Network jitter can replay updates; cap_im_tg keeps a ring of FNV-1a 64-bit hashes so the same message is not handled twice:

#define CAP_IM_TG_DEDUP_CACHE_SIZE 64

static bool cap_im_tg_dedup_check_and_record(const char *update_key)
{
    uint64_t key = cap_im_tg_fnv1a64(update_key);
    for (size_t i = 0; i < CAP_IM_TG_DEDUP_CACHE_SIZE; i++) {
        if (s_tg.seen_update_keys[i] == key) return true; // seen
    }
    s_tg.seen_update_keys[s_tg.seen_update_idx] = key;
    s_tg.seen_update_idx = (s_tg.seen_update_idx + 1) % CAP_IM_TG_DEDUP_CACHE_SIZE;
    return false;
}

Media download is slow, so Telegram handles it asynchronously:

  1. tg_poll_task enqueues cap_im_tg_attachment_job_t items into a queue.
  2. tg_attachment_task consumes jobs, calls getFile, and streams the payload into FATFS.
  3. On completion it publishes attachment_saved with local path, MIME, size, and platform metadata.
// Example attachment_saved payload_json
{
  "platform": "telegram",
  "attachment_kind": "photo",
  "saved_path": "/fatfs/inbox/telegram/-123456/789/photo.jpg",
  "saved_dir": "/fatfs/inbox/telegram/-123456/789",
  "saved_name": "photo.jpg",
  "mime": "image/jpeg",
  "caption": "Look at this",
  "platform_file_id": "AgACAgIAAxkBAAI...",
  "size_bytes": 45231,
  "saved_at_ms": 1714000000000
}

Downstream rules can listen for attachment_saved and chain cap_llm_inspect, file operations, or custom automation.

The cap_im_tg runtime group registers four descriptors:

Tool IDDescriptionkind
tg_gatewayPoll gateway (event source)EVENT_SOURCE
tg_send_messageSend text to a chat_idCALLABLE
tg_send_imageSend a local image fileCALLABLE
tg_send_fileSend a local arbitrary fileCALLABLE

For tg_send_message, chat_id falls back to the current call context when omitted:

// chat_id precedence: JSON arg > call context
if (cJSON_IsString(chat_id_json) && chat_id_json->valuestring[0]) {
    chat_id = chat_id_json->valuestring;
} else if (ctx && ctx->chat_id && ctx->chat_id[0]) {
    chat_id = ctx->chat_id;  // inherit session context
}

Long text is chunked to fit Telegram’s message limits. tg_send_image and tg_send_file upload via multipart/form-data, using stat() for exact Content-Length and streaming parts through esp_http_client_open instead of buffering the whole file in RAM.

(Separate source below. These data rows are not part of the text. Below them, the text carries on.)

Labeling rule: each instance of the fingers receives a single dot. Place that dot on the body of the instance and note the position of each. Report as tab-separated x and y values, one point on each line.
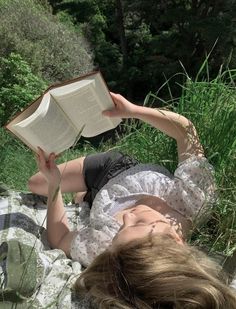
43	161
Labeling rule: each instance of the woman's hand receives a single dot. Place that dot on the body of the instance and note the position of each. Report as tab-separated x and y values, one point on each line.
123	108
48	168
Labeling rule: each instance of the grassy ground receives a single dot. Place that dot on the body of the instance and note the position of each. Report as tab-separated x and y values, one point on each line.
211	106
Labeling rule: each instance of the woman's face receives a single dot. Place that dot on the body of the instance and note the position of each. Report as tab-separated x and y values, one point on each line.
140	222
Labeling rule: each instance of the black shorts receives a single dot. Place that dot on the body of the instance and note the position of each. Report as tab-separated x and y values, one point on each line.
99	168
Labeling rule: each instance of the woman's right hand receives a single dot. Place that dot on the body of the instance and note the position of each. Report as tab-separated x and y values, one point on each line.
48	168
123	108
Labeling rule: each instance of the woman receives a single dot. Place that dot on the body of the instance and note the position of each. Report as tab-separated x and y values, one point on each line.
134	238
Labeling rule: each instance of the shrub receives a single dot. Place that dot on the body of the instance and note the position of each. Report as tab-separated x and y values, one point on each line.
51	48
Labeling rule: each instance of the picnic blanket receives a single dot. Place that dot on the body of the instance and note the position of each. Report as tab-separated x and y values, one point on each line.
32	275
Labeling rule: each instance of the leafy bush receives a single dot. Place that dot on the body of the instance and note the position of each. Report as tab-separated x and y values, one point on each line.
18	86
52	49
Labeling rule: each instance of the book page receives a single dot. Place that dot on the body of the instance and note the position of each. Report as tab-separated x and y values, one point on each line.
84	105
47	128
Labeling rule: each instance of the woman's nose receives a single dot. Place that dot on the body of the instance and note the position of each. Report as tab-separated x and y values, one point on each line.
129	219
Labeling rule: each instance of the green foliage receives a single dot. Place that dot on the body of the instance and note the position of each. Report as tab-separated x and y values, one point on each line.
210	105
140	46
53	49
18	86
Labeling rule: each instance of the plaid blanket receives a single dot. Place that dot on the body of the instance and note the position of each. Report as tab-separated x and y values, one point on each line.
47	280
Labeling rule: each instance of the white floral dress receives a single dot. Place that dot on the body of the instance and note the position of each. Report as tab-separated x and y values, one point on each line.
189	191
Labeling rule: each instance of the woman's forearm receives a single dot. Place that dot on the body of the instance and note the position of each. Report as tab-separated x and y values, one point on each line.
175	126
170	123
57	224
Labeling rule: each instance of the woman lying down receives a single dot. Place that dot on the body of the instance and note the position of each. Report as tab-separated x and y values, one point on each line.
134	246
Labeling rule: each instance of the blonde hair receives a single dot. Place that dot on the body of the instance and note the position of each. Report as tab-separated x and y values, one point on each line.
155	272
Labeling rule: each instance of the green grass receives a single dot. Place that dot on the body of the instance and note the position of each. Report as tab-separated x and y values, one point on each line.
211	106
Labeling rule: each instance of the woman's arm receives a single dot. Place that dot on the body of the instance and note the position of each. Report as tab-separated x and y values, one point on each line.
58	232
170	123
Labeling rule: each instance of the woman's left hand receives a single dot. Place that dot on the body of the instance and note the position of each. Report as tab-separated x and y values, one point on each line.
48	168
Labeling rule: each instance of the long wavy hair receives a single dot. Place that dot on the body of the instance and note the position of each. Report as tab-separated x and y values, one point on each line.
155	272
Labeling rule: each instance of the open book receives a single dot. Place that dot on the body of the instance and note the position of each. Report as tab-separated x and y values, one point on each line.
56	119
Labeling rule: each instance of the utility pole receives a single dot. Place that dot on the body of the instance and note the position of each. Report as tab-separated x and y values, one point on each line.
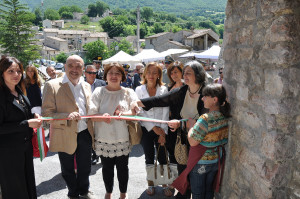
138	30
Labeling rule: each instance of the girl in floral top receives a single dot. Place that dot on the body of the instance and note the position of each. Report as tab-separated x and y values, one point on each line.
211	131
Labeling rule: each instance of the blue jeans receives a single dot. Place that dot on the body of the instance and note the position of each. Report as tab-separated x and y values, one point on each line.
202	178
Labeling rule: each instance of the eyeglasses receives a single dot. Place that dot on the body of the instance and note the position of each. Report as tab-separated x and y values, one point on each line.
91	73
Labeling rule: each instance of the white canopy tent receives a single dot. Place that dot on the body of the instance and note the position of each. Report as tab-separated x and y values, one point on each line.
173	51
212	53
122	58
188	55
149	55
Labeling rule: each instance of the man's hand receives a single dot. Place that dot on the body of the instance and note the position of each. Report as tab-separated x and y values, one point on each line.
74	116
174	124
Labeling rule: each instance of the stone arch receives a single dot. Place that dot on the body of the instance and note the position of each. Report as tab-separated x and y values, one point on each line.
262	75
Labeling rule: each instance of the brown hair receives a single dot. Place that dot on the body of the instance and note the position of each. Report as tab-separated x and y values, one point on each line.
159	80
35	76
5	63
176	64
218	91
110	66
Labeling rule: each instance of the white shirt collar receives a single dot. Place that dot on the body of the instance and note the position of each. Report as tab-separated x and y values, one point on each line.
66	80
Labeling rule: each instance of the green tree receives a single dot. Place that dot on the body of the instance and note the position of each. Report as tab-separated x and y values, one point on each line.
38	17
92	10
85	20
94	49
61	57
101	7
113	27
51	14
16	24
75	8
157	28
123	45
64	9
67	15
208	24
147	13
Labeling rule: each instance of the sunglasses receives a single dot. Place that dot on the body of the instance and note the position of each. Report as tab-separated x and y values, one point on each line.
91	73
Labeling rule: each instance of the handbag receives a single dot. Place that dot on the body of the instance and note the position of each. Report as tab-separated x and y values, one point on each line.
164	174
181	148
135	132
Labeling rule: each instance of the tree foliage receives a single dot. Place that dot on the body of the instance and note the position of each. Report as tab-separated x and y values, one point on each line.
113	27
51	14
94	49
85	20
123	45
15	31
97	9
61	57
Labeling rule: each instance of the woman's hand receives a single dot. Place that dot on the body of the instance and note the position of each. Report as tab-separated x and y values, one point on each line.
36	115
34	123
174	125
74	116
162	140
134	106
190	123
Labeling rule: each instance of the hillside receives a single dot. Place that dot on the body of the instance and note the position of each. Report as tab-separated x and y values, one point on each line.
178	7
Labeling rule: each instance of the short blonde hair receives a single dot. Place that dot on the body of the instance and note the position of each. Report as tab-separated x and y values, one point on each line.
159	80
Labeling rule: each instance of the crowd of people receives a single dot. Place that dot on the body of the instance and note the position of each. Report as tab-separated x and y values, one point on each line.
197	112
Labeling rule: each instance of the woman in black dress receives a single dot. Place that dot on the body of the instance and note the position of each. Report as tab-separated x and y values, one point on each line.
16	123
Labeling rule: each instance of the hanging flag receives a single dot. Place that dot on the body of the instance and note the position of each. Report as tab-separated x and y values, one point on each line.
43	147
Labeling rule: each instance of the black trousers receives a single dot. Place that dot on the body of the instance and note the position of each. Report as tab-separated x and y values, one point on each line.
17	173
170	144
78	184
108	165
149	139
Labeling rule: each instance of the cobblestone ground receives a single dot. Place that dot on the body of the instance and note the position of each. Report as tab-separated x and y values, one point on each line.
50	184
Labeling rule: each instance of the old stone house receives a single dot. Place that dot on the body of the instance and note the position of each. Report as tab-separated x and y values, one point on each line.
69	40
184	39
53	24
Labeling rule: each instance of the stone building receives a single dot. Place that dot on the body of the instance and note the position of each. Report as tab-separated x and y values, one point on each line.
262	78
53	24
192	40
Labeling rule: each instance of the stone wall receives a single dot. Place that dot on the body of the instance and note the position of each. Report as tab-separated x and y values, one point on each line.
262	77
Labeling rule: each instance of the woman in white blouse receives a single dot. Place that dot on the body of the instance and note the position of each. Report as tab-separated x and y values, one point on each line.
111	136
154	134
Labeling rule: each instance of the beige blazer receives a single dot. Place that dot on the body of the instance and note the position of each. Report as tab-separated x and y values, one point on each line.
59	102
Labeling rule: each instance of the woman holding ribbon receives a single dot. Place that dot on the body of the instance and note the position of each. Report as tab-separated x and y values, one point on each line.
16	123
111	135
33	88
154	134
184	102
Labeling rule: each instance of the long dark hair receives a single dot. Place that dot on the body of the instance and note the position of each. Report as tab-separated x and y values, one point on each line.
5	63
218	91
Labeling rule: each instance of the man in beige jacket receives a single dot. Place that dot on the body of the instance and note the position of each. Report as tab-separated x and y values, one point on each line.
69	97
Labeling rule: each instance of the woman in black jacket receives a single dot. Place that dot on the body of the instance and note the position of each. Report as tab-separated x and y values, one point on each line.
16	123
184	102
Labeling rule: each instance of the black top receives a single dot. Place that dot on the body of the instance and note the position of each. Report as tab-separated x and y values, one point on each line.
34	95
175	100
14	129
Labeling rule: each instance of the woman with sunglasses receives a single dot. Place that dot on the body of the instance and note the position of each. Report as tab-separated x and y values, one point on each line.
184	102
111	135
16	123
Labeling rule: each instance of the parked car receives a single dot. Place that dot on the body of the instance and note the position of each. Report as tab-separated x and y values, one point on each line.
59	66
52	63
43	62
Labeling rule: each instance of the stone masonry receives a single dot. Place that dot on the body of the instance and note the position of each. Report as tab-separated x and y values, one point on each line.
262	76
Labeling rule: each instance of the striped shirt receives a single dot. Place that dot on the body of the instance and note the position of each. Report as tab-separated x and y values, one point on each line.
211	130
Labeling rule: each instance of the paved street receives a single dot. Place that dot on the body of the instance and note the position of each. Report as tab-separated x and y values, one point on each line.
50	184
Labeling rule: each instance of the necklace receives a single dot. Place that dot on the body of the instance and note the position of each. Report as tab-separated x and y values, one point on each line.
195	91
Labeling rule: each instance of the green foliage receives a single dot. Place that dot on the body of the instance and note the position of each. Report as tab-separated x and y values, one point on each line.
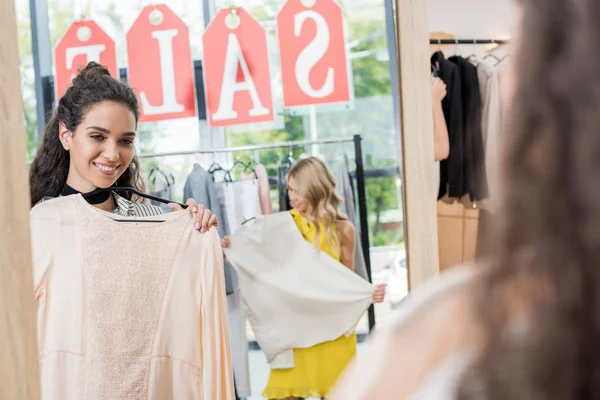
372	115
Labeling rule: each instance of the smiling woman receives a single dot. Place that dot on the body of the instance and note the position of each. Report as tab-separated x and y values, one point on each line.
88	144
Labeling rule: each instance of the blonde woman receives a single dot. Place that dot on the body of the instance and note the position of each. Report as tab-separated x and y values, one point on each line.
311	188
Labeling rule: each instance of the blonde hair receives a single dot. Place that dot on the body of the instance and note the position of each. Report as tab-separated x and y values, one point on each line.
316	184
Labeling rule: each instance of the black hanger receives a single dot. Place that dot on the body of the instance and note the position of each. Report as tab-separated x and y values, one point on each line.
137	192
492	56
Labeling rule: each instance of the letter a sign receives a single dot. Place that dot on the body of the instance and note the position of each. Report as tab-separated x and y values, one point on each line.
236	70
160	65
83	42
312	49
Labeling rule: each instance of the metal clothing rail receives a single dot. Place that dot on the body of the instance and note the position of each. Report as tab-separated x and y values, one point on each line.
468	41
359	173
249	147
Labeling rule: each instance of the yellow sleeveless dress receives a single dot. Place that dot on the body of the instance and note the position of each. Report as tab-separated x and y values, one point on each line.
316	369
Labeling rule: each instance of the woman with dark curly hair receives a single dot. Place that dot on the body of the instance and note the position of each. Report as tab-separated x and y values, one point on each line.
524	324
88	144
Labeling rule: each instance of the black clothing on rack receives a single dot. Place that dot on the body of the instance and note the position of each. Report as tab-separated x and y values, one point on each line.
451	169
284	198
474	173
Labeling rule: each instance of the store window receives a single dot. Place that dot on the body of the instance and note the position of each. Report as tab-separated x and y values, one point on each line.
370	113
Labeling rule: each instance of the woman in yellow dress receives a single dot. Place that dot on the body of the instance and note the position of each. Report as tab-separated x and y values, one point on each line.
311	188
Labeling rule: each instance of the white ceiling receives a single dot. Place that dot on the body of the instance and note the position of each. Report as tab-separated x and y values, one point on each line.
472	19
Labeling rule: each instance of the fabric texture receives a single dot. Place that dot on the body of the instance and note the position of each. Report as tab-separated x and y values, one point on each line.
161	183
141	321
473	166
237	316
345	190
264	188
241	202
316	368
451	169
441	382
200	187
492	128
295	296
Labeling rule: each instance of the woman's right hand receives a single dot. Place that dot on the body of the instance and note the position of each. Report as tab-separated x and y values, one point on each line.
225	243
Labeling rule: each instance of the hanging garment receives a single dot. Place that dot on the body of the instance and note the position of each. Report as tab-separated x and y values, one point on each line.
282	189
295	296
264	190
161	183
492	127
344	189
451	169
241	202
264	187
128	310
237	316
475	176
200	187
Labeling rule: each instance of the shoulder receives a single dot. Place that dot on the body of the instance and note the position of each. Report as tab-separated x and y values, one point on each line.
46	208
435	323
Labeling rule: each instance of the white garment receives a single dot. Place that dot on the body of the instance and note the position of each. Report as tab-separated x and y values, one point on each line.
491	126
239	344
295	296
230	201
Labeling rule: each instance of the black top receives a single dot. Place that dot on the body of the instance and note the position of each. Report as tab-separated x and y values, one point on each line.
474	173
92	197
451	169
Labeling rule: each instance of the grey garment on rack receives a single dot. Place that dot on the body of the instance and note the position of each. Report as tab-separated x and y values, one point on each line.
284	204
235	309
200	187
345	189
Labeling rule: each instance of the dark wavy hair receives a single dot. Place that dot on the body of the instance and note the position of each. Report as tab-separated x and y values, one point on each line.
539	303
50	168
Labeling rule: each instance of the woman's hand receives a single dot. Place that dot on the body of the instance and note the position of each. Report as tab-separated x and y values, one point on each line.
203	218
225	242
379	293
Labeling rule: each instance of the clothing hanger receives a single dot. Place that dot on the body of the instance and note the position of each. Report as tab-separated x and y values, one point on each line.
137	192
492	56
473	57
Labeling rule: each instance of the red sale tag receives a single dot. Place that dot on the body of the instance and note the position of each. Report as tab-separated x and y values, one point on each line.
161	69
312	51
236	70
82	43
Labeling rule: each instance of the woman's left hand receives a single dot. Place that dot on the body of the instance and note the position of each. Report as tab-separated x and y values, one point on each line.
203	218
379	293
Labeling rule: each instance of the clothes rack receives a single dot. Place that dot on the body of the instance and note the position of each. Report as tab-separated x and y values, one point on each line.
359	174
468	41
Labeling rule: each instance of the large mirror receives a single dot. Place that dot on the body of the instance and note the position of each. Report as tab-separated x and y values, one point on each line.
248	162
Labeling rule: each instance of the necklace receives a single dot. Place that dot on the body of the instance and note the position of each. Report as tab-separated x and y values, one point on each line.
93	197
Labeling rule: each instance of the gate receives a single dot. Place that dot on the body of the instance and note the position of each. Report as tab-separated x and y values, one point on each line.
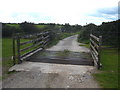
25	46
95	49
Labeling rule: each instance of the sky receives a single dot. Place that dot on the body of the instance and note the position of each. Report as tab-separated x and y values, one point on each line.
80	12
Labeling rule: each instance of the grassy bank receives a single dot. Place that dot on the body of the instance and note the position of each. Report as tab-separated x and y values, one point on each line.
107	76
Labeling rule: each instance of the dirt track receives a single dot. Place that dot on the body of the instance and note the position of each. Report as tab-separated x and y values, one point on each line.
46	75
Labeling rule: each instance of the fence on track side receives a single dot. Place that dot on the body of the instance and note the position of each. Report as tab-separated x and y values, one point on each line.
95	49
25	46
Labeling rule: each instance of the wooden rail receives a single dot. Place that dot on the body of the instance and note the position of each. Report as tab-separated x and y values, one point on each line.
22	50
95	48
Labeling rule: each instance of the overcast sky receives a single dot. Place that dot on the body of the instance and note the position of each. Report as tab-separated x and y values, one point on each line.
59	11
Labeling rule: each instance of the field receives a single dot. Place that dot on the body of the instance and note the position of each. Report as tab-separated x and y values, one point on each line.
108	76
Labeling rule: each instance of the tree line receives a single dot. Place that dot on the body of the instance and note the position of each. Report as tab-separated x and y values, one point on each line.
8	29
108	31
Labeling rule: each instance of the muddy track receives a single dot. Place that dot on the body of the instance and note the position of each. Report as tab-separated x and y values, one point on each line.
51	75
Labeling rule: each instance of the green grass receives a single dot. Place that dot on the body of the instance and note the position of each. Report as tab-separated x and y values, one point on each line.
14	25
85	45
108	77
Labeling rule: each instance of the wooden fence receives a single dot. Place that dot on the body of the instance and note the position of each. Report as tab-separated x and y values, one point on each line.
95	48
26	45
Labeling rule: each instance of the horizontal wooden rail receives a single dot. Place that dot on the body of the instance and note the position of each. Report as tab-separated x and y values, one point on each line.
31	41
93	48
31	46
96	38
95	44
38	41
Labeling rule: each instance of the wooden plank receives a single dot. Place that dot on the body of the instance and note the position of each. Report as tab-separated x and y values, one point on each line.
46	37
45	41
95	44
96	38
14	53
99	51
94	49
18	49
30	54
22	56
31	46
96	58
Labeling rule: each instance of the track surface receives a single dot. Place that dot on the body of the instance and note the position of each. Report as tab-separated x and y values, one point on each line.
51	75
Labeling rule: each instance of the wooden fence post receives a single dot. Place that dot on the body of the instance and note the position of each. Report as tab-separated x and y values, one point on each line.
99	56
18	48
14	55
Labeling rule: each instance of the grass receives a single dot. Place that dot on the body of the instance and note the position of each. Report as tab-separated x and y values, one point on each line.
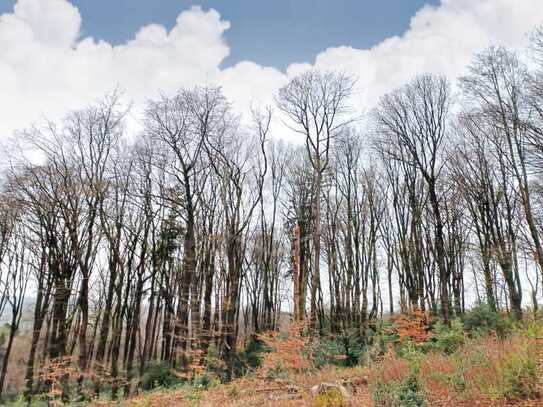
447	368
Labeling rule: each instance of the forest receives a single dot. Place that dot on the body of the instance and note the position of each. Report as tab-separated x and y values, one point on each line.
190	249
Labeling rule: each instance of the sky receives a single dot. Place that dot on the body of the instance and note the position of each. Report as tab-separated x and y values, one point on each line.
59	55
274	33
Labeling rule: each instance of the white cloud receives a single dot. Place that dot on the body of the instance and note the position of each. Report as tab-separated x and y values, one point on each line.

Application code configures the Telegram backend through the cap_im_tg_* API exported by cap_im_platform:

// Bot token (must be set before start)
cap_im_tg_set_token("YOUR_BOT_TOKEN");

// Optional inbound attachment policy
cap_im_tg_set_attachment_config(&(cap_im_tg_attachment_config_t){
    .storage_root_dir         = "/fatfs/inbox",
    .max_inbound_file_bytes   = 2 * 1024 * 1024,  // max 2 MB
    .enable_inbound_attachments = true,
});

// Manual start (normally via claw_cap_start_group)
cap_im_tg_start();

The same architectural roles are used by the other backends, with platform-specific authentication, message formats, and media APIs.